Sobre o Irã, não há perspectivas de mudanças em curto prazo. Trump, que no mês passado chegou a sugerir que Israel atacasse instalações nucleares, como forma de retaliação ao ataque com mais de 200 mísseis por Teerã, promete intensificar as sanções adotadas por ele em 2018 e ainda em vigor. De forma similar, Kamala disse que o regime dos aiatolás “é o maior adversário” dos EUA, e não sinalizou um retorno à mesa das negociações.
Se um governo de Kamala poderia soar como uma continuação do que fez Biden, Trump, como mostra seu passado de decisões intempestivas e até midiáticas, seria (mais uma vez) um líder imprevisível, que emula ideias apresentadas pelo então empresário Donald Trump em um livro de 1987, “A Arte da Negociação” e se lança em diálogos complexos, sem garantia de sucesso.
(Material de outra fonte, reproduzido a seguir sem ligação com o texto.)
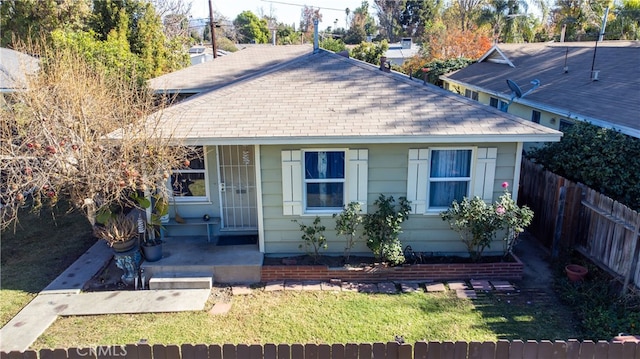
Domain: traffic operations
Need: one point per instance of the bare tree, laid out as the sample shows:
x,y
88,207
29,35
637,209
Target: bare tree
x,y
174,15
78,134
467,11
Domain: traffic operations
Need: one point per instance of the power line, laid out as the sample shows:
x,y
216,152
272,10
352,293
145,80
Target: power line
x,y
301,5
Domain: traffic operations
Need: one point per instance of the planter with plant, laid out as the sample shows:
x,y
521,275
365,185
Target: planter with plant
x,y
120,232
382,228
156,207
479,223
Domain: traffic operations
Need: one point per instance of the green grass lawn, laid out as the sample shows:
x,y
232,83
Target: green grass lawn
x,y
40,248
324,317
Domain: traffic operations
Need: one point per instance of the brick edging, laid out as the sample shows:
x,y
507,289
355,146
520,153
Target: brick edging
x,y
449,271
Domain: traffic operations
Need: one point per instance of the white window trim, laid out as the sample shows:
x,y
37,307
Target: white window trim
x,y
205,170
448,179
483,166
293,181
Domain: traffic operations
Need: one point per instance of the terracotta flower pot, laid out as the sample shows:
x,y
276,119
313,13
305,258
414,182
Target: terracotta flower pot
x,y
575,272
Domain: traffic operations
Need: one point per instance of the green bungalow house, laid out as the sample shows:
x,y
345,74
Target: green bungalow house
x,y
303,135
579,81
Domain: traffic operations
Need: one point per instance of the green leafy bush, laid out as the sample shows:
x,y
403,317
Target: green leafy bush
x,y
347,223
603,159
313,237
478,223
383,227
331,44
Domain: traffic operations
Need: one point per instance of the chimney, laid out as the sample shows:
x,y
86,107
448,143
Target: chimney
x,y
316,46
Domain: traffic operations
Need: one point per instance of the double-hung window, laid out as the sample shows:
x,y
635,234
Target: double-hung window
x,y
190,183
449,176
471,94
438,176
535,116
324,180
319,181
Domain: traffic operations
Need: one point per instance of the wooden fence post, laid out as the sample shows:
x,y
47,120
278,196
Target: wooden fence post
x,y
634,260
555,251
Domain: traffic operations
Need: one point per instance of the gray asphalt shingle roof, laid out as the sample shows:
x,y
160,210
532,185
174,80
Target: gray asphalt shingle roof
x,y
225,69
614,98
326,98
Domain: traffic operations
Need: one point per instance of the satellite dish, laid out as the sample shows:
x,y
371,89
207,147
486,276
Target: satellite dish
x,y
515,89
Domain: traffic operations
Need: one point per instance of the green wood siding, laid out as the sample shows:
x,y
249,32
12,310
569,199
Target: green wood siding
x,y
387,174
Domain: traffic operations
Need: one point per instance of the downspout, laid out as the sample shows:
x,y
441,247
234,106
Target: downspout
x,y
316,46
Em 2017, como revelou o ex-chefe de Gabinete do republicano, John Kelly, Trump cogitou usar uma arma nuclear contra a Coreia do Norte — um ano depois, estava apertando a mão do líder do país, Kim Jong-un, uma interação que criou uma bela amizade, mas não levou a resultados concretos na Península Coreana. Já os Acordos de Abraão, que normalizaram os laços entre Israel e os países árabes, foram um exemplo bem-sucedido de apaziguamento.
— Essa lógica do poder de negociação dos EUA é algo muito importante para Trump e poderá ser ampliada se ele ganhar. Basta ver algumas promessas que fez, como sobre encerrar a guerra [na Ucrânia] com um telefonema — conclui Velasco.